Another important aspect of understanding the impact of heatwaves in Romania is the lack of studies, for example, on the mortality and morbidity associated with heatwaves. Recent studies on mortality associated with extreme temperature events and heatwaves in Romania focused on individual cities. For example, Croitoru et al. (2018) analyzed the impact of extreme temperatures on human mortality for Cluj–Napoca and Scripcă et al. (2022) for the five of the most populated cities of Romania (i.e., Bucureşti, Cluj–Napoca, Constanţa, Iaşi, and Timişoara). As far as the authors are aware, there are no studies analyzing the impact of heatwaves on mortality and morbidity at national level or at least for the regions most affected by heatwaves in the current and future climate (e.g., southern Romania). These types of studies are essential for developing better policies for reducing the impact of heatwaves.

6 Conclusions

This study assesses the near future changes in the heatwaves characteristics in Romania and thus (1) is filling a gap in our current knowledge concerning this type of extreme weather events in Romania, and (2) is providing a basis for actions to reduce the impact of heatwaves (in particular on human health). The analysis was constructed based on the Excess Heat Factor (EHF) derived from daily EURO-CORDEX data for 1971–2000 (the historical period) and 2021–2050 (the near future period) for two climate scenarios (RCP4.5 and RCP8.5). The main conclusions are:

  • For the historical period, south, southeastern and central Romania are characterized by high values for the annual number of days with positive EHF (>16.5 days yr\(^{-1}\));

  • High mean annual values for EHF were observed for western and northwestern Romania (>8\(^\circ\)C\(^2\));

  • Heatwaves with the longest mean annual duration (>7.5 days) occurred over parts of southern, eastern Romania, and parts of the Intra-Carpathian;

  • Over southern Romania the mean annual number of heatwaves was between 2.2 and 2.5 events. Greater values (2.6–2.8 events) occurred over northeastern Romania and parts of the Intra-Carpathian region;

  • The trend in the mean annual number of days with positive EHF showed an increasing statistically significant trend over the entire country (>3–4 days decade\(^{-1}\));

  • A statically significant increasing trend was also observed for the duration of heatwaves (>1 day decade\(^{-1}\)) but only for southern and southeastern Romania;

  • For the near future period, the percentage of change in the projected mean annual number of days with positive EHF is greater than 80% over most of the territory for both climate scenarios;

  • For the percentage of change in the mean annual values of EHF, values greater than 20% are projected of the entire Romania (with the exception of the region close to the Black Sea) for both climate scenarios;

  • The mean duration of heatwaves increased over southern Romania with 30–50% for RCP4.5 scenario and 50–70% for RCP8.5 scenario;

  • The mean annual number of heatwaves show a similar increase (>50%) for both scenarios over southern and eastern Romania.

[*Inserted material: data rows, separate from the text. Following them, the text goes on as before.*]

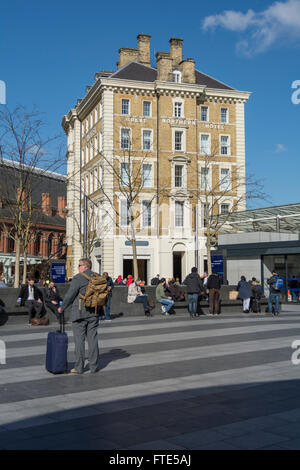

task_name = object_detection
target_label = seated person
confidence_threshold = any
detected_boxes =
[18,277,45,324]
[155,277,174,315]
[127,279,153,317]
[45,281,62,320]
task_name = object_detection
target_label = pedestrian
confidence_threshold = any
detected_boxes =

Is expected that in the near future, due to the increase in the frequency of occurrence and duration of heatwaves and also due to the increasing vulnerability of the population, Romania will most likely face an increase in the morbidity and mortality associated with heatwaves. Thus, this article, one of the first in Romania analyzing the future changes in heatwaves characteristics, is emphasizing the urgent need to develop adaptation strategies to reduce the future impact of heatwaves.